Set within an African American community in 1970s New York, Beale Street offers up two distinct narratives that have been perfectly woven together by Jenkins. On one hand, this a beautiful love story about two warm, kind-hearted people. 22-year-old Fonny (James) and 19-year-old Tish (Layne) have known each other since kids but only recently has their closeness developed into something deeper. They’re hired actors but you could be forgiven for thinking Kiki Layne and Stephan James were a real-life couple given their on-screen chemistry. The way they speak and look at each other creates an authenticity that will win over any cynic when it comes to romance.
On the other hand, this is sad story about the oppression of black people in America. There’s a powerful, unforgettable scene where Fonny catches up with an old friend, Daniel (Henry), who opens up about his deepest, darkest thoughts after spending two years in prison for a crime he didn’t commit. Fonny also finds himself on the wrong side of the law (undeservedly so) but there’s little that he and his passionate family can do given the depth of corruption within the white, racist police force.
There is so much to admire about If Beale Street Could Talk. There’s a gorgeous love-making sequence involving Fonny and Tish that best encapsulates Jenkins skills as a director. It features a long continuous take (applauds the editor), a slowly moving camera that oscillates between the characters (applauds the cinematographer), the soothing sound of heavy rain on the roof (applauds the sound technicians), and a jazz-laden music score that encapsulates the era (applauds the composer). The poetic narration adds another important layer.

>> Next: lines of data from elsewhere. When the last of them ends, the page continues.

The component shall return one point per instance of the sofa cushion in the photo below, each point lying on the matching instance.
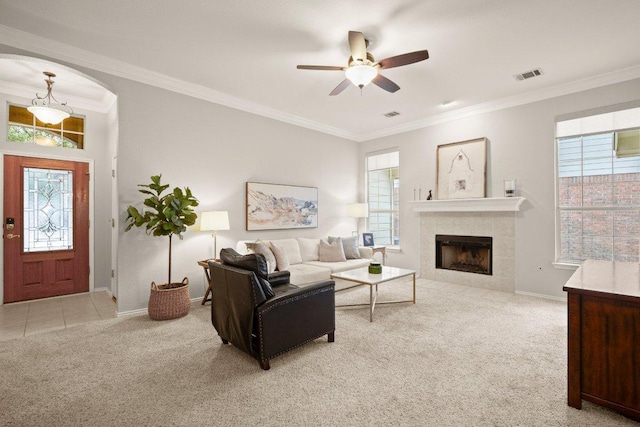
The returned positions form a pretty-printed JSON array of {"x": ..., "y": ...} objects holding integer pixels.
[
  {"x": 260, "y": 247},
  {"x": 291, "y": 248},
  {"x": 331, "y": 252},
  {"x": 349, "y": 245},
  {"x": 282, "y": 261},
  {"x": 336, "y": 267},
  {"x": 304, "y": 274},
  {"x": 309, "y": 249}
]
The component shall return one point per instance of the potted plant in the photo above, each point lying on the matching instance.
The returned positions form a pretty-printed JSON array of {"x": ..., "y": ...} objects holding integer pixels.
[{"x": 165, "y": 215}]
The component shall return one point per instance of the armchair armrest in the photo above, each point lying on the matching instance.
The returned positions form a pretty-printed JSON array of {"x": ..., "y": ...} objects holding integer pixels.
[{"x": 294, "y": 318}]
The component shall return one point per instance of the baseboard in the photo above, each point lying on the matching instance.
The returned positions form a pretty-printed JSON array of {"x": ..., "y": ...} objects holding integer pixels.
[
  {"x": 543, "y": 296},
  {"x": 103, "y": 289}
]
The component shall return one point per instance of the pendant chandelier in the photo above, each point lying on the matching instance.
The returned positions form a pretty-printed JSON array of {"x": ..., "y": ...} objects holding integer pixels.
[{"x": 46, "y": 108}]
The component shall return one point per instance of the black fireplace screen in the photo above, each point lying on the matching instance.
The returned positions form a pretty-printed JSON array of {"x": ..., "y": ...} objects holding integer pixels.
[{"x": 471, "y": 254}]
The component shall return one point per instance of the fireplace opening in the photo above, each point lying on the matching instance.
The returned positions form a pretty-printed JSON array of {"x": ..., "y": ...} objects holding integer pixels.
[{"x": 471, "y": 254}]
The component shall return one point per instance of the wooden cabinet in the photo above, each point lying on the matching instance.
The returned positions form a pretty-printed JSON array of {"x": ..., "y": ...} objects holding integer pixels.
[{"x": 604, "y": 336}]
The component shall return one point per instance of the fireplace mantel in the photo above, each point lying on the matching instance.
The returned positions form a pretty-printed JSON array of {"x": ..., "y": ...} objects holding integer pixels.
[{"x": 488, "y": 204}]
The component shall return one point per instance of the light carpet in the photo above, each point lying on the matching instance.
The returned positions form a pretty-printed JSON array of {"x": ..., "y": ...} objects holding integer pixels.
[{"x": 456, "y": 358}]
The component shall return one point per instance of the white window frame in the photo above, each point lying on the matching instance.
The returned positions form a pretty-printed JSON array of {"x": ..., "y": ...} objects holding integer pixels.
[
  {"x": 395, "y": 210},
  {"x": 614, "y": 121}
]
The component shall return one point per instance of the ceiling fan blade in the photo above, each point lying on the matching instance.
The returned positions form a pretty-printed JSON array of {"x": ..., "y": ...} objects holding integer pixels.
[
  {"x": 404, "y": 59},
  {"x": 358, "y": 46},
  {"x": 385, "y": 83},
  {"x": 342, "y": 86},
  {"x": 320, "y": 67}
]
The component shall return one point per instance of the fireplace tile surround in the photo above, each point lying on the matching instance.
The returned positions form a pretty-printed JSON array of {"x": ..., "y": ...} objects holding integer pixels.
[{"x": 498, "y": 224}]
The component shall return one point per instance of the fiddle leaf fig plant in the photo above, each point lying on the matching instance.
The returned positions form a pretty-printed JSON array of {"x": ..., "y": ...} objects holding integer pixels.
[{"x": 167, "y": 214}]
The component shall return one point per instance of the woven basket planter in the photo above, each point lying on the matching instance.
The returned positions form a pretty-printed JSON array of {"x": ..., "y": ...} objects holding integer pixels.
[{"x": 169, "y": 301}]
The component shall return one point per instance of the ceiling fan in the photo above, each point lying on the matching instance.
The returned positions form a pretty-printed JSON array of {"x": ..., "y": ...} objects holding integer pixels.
[{"x": 362, "y": 69}]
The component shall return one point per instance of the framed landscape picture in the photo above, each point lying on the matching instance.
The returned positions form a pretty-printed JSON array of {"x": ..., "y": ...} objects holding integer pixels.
[
  {"x": 276, "y": 206},
  {"x": 462, "y": 169}
]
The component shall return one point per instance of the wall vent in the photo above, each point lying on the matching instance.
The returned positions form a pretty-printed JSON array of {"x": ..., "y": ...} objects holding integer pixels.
[{"x": 528, "y": 74}]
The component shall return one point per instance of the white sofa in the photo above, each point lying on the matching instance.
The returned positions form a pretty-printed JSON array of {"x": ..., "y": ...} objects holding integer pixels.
[{"x": 304, "y": 260}]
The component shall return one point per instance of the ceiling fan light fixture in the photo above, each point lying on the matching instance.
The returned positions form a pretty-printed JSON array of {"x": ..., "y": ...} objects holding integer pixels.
[
  {"x": 47, "y": 111},
  {"x": 361, "y": 75}
]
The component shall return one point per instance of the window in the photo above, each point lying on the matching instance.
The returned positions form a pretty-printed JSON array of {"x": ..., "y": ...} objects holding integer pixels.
[
  {"x": 598, "y": 191},
  {"x": 383, "y": 196},
  {"x": 24, "y": 128}
]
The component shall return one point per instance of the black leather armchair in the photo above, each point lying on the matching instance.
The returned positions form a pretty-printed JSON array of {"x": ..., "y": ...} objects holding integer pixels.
[{"x": 263, "y": 320}]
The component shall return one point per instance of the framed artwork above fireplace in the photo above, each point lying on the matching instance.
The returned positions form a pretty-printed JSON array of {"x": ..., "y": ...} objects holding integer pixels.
[{"x": 462, "y": 169}]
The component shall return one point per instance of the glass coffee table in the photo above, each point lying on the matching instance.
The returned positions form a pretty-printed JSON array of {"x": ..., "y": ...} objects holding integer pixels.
[{"x": 362, "y": 277}]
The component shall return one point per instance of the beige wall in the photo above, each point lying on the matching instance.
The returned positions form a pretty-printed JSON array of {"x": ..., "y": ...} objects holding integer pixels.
[{"x": 520, "y": 146}]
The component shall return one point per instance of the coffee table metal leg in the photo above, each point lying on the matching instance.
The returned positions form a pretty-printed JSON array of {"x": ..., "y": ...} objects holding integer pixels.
[
  {"x": 372, "y": 302},
  {"x": 414, "y": 288}
]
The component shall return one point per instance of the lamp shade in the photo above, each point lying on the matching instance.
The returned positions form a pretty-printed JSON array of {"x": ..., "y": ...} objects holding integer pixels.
[
  {"x": 358, "y": 210},
  {"x": 214, "y": 220},
  {"x": 48, "y": 115}
]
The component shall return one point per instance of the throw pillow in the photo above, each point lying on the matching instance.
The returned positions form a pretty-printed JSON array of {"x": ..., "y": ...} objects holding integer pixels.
[
  {"x": 350, "y": 246},
  {"x": 331, "y": 252},
  {"x": 282, "y": 262},
  {"x": 308, "y": 249},
  {"x": 260, "y": 247}
]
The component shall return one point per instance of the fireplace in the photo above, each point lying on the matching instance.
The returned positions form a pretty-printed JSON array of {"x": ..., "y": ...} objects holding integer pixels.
[{"x": 471, "y": 254}]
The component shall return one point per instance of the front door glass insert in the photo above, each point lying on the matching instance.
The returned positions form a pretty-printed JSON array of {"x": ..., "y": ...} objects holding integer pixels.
[{"x": 48, "y": 210}]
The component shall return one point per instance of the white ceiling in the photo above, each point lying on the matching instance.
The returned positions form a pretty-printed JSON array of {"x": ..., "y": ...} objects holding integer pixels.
[{"x": 243, "y": 53}]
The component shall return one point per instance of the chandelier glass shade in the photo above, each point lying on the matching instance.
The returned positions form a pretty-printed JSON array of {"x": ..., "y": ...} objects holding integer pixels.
[
  {"x": 361, "y": 75},
  {"x": 46, "y": 108}
]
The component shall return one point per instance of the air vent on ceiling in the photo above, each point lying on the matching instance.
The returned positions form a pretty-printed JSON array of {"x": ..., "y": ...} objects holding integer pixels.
[{"x": 528, "y": 74}]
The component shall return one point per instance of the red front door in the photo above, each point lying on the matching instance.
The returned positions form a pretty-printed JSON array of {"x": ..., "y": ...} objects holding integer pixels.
[{"x": 45, "y": 228}]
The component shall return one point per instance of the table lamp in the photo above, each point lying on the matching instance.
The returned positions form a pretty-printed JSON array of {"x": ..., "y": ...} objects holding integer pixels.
[
  {"x": 358, "y": 210},
  {"x": 214, "y": 221}
]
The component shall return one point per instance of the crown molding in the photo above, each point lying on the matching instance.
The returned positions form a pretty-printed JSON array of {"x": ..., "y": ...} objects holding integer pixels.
[
  {"x": 613, "y": 77},
  {"x": 102, "y": 106},
  {"x": 60, "y": 51}
]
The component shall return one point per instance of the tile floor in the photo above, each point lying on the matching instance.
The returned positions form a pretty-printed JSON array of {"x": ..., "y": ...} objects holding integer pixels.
[{"x": 33, "y": 317}]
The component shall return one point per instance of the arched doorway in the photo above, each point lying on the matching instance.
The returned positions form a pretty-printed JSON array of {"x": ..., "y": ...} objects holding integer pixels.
[{"x": 20, "y": 79}]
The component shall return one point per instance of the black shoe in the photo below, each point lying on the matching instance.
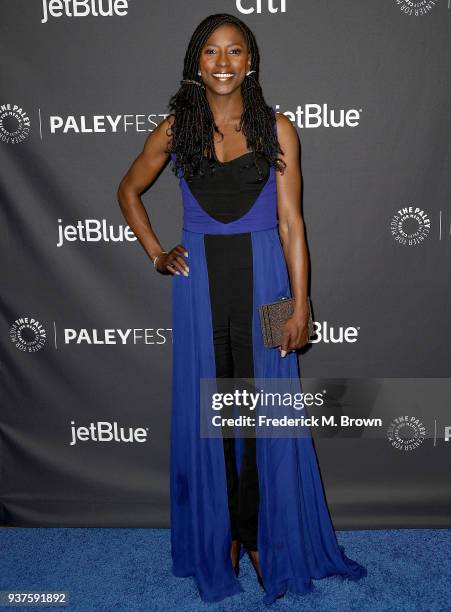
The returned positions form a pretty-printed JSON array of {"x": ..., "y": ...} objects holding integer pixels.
[
  {"x": 260, "y": 579},
  {"x": 236, "y": 567}
]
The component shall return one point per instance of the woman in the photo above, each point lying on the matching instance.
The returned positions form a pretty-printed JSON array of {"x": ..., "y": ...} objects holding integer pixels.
[{"x": 228, "y": 495}]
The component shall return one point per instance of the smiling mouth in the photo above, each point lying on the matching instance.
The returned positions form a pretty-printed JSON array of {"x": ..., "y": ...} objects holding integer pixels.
[{"x": 223, "y": 76}]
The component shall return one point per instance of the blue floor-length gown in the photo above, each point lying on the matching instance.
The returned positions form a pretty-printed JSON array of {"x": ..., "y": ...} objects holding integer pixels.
[{"x": 296, "y": 539}]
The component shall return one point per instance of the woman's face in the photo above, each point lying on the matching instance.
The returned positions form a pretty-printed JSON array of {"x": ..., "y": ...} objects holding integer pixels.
[{"x": 225, "y": 52}]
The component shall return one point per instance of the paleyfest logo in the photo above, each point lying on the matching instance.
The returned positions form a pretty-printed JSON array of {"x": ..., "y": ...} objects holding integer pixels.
[
  {"x": 15, "y": 124},
  {"x": 417, "y": 8},
  {"x": 406, "y": 433},
  {"x": 28, "y": 334},
  {"x": 410, "y": 225}
]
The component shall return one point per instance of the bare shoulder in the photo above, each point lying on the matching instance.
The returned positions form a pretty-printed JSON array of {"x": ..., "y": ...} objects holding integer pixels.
[
  {"x": 287, "y": 134},
  {"x": 159, "y": 140}
]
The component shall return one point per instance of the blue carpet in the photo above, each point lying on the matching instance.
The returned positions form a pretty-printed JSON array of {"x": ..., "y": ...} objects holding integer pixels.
[{"x": 130, "y": 569}]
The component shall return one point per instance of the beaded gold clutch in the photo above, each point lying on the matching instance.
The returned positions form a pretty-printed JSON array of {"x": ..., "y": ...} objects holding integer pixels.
[{"x": 273, "y": 316}]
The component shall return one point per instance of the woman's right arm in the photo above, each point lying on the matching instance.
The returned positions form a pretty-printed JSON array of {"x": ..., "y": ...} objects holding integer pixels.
[{"x": 141, "y": 174}]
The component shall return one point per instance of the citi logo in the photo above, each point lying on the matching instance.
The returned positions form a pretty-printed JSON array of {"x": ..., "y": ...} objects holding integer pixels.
[
  {"x": 103, "y": 431},
  {"x": 83, "y": 8},
  {"x": 334, "y": 335},
  {"x": 93, "y": 230},
  {"x": 272, "y": 6},
  {"x": 320, "y": 115}
]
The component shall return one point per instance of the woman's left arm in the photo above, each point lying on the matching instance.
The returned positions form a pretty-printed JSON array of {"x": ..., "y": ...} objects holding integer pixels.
[{"x": 292, "y": 235}]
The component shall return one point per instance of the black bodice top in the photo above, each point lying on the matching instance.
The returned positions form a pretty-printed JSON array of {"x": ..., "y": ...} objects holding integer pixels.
[{"x": 228, "y": 190}]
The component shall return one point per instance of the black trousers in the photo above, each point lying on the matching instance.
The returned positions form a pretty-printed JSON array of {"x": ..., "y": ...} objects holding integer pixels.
[{"x": 229, "y": 264}]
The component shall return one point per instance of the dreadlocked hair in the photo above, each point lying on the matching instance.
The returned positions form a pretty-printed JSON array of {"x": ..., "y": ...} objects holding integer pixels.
[{"x": 193, "y": 126}]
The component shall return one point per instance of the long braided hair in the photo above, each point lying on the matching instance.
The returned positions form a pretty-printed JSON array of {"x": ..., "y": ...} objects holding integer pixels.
[{"x": 194, "y": 125}]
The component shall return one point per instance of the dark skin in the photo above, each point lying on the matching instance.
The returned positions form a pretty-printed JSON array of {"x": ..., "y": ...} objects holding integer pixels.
[{"x": 226, "y": 51}]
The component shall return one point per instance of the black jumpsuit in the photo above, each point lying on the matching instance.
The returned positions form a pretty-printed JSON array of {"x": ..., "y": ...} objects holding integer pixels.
[{"x": 226, "y": 193}]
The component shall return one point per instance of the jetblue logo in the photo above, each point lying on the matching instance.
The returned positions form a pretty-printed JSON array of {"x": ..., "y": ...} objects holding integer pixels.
[
  {"x": 83, "y": 8},
  {"x": 103, "y": 431},
  {"x": 93, "y": 230}
]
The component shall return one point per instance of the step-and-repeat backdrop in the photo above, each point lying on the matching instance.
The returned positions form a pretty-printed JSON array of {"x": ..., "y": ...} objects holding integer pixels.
[{"x": 86, "y": 320}]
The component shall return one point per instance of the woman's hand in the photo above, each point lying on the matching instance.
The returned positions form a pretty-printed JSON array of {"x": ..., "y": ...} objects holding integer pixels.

It’s hard to fault any performance. The two leads are outstanding and the supporting players all pull their weight when called upon. Regina King (Ray) has garnered the most attention, including an Academy Award nomination, for her tender performance as Tish’s mother. She shines during an early, entertaining scene when she invites Fonny’s family into her home to reveal some big news. There’s another moment involving Dave Franco that highlights the skilful way in which Jenkins balances the heavy material with splashes of comedy.
If you’re putting together a list of the 10 best films of the year, see If Beale Street Could Talk and you’ll only need 9 more.